Pre-training uses the full public corpus. Fine-tuning uses the own corpus with a smaller learning rate (e.g. 1e-5 vs 1e-4 for pre-training) and few epochs (515) to avoid catastrophic forgetting of harmonic regularities learned during pre-training.

Inference

  • Top-p sampling (nucleus, p ≈ 0.9) with temperature ≈ 1.0 as defaults. Tunable.
  • No beam search — it generally hurts on generative tasks like this.
  • Generation is conditioned by feeding the BOS + metadata tokens explicitly, then optionally a chord prefix from the user.
  • After generation, transpose from C/Am to the user's requested key.
  • Output: both a .chord file and a MIDI file.

Evaluation

For the report:

  1. Perplexity on the holdout set, comparing pre-trained baseline vs fine-tuned.
  2. Distribution shift plots — histograms over chord qualities, extension presence, inversion frequency, root motion intervals — showing how fine-tuning moves the distribution toward the author's corpus.
  3. Qualitative cherry-picked generations — 3 examples with the same seed/prefix, generated by baseline vs fine-tuned, rendered to MIDI.

No formal blind listening test (out of scope for the deadline).

Working language

  • Code, identifiers, code comments, log messages, commit messages: English.
  • User-facing output, the academic report, and the README user guide: Russian (per university requirements; the report must comply with GOST).
  • Conversations with the developer (the author): Russian.

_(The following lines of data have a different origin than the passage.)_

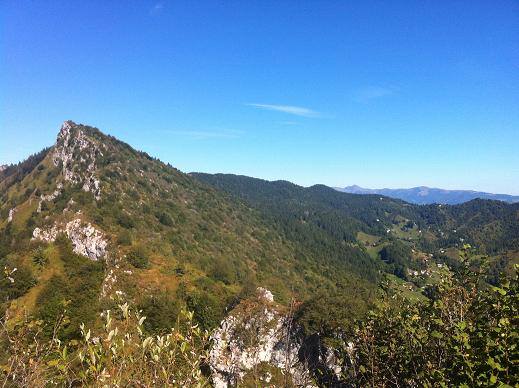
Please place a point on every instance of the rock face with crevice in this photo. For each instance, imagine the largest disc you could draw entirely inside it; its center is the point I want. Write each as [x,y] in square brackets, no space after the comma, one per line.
[86,240]
[77,154]
[256,333]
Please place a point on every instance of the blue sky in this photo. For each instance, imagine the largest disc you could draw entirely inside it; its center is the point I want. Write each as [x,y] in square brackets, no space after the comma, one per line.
[376,93]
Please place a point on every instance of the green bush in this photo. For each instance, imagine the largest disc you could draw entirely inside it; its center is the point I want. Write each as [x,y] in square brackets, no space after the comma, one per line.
[138,257]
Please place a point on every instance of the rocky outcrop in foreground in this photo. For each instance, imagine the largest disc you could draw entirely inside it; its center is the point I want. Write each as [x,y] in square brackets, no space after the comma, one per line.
[256,341]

When generating commit messages or code comments, write in English. When generating the report or any user-facing text, write in Russian.

Code style & conventions

  • Type hints on all public functions.
  • Docstrings: one-line summary + Args/Returns. Keep them concise.
  • No print() in library code — use the logging module. CLI scripts may use print.
  • Constants in UPPER_SNAKE_CASE at module top.
  • Vocabulary, token IDs, and label maps live in src/tokenizer.py as module-level constants.
  • Random seeds: every training / generation script accepts a --seed flag and sets torch.manual_seed, numpy.random.seed, random.seed.
  • Reproducibility is more important than performance. If a choice is between "fast" and "deterministic", choose deterministic.

Testing policy

  • Every parser/tokenizer/MIDI module has unit tests.
  • Tests use small .chord fixtures in tests/fixtures/.
  • Round-trip property: tokenize(parse(file)) followed by detokenize(...) must reproduce the chord sequence (up to canonical normalization).
  • Don't bother unit-testing the training loop or the model. Test the data path.

Things to never do

  • Do not change the .chord format without first updating docs/chord_format_spec.md and bumping its version number. The format is the contract between the human-readable data and the model; changing one side silently breaks everything.
  • Do not modify files in data/holdout/ or use them during training. Holdout is held out.
  • Do not add new model architectures "to compare" unless explicitly asked. One model, done well, beats four half-done.
  • Do not implement bells and whistles (web UI, real-time audio synthesis, beam search, voicing models). They are explicitly out of scope.
  • Do not silently round or coerce unrecognized chord symbols. If a chord can't be parsed, raise an error with the file name, bar number, and position. Silent corruption of training data is the worst failure mode here.

Things to always do

  • When asked to add a feature, first identify which module it belongs in (src/...) and whether it requires a spec change. State this before writing code.
  • When the user describes a bug, write a failing test first, then fix.
  • When dependencies change, update requirements.txt.
  • When adding a CLI script, include --help output and a usage example in the script's docstring.
  • When generating a long answer, ask whether a CLI flag or a config file is preferred for new parameters. Default to CLI flags for simplicity.

Out-of-scope (explicit non-goals for this deliverable)

  • Melody generation
  • Voice leading / voicing inside chords above the bass
  • Rhythmic patterns inside a held chord
  • Arrangement, timbre, dynamics
  • Web interface / GUI
  • Real-time MIDI integration with REAPER
  • Modulation handling inside a single period
  • J-Pop fine-tuning experiment (future work after coursework deadline)

If the user asks for any of these, remind them it's out of scope and ask whether to proceed anyway or defer.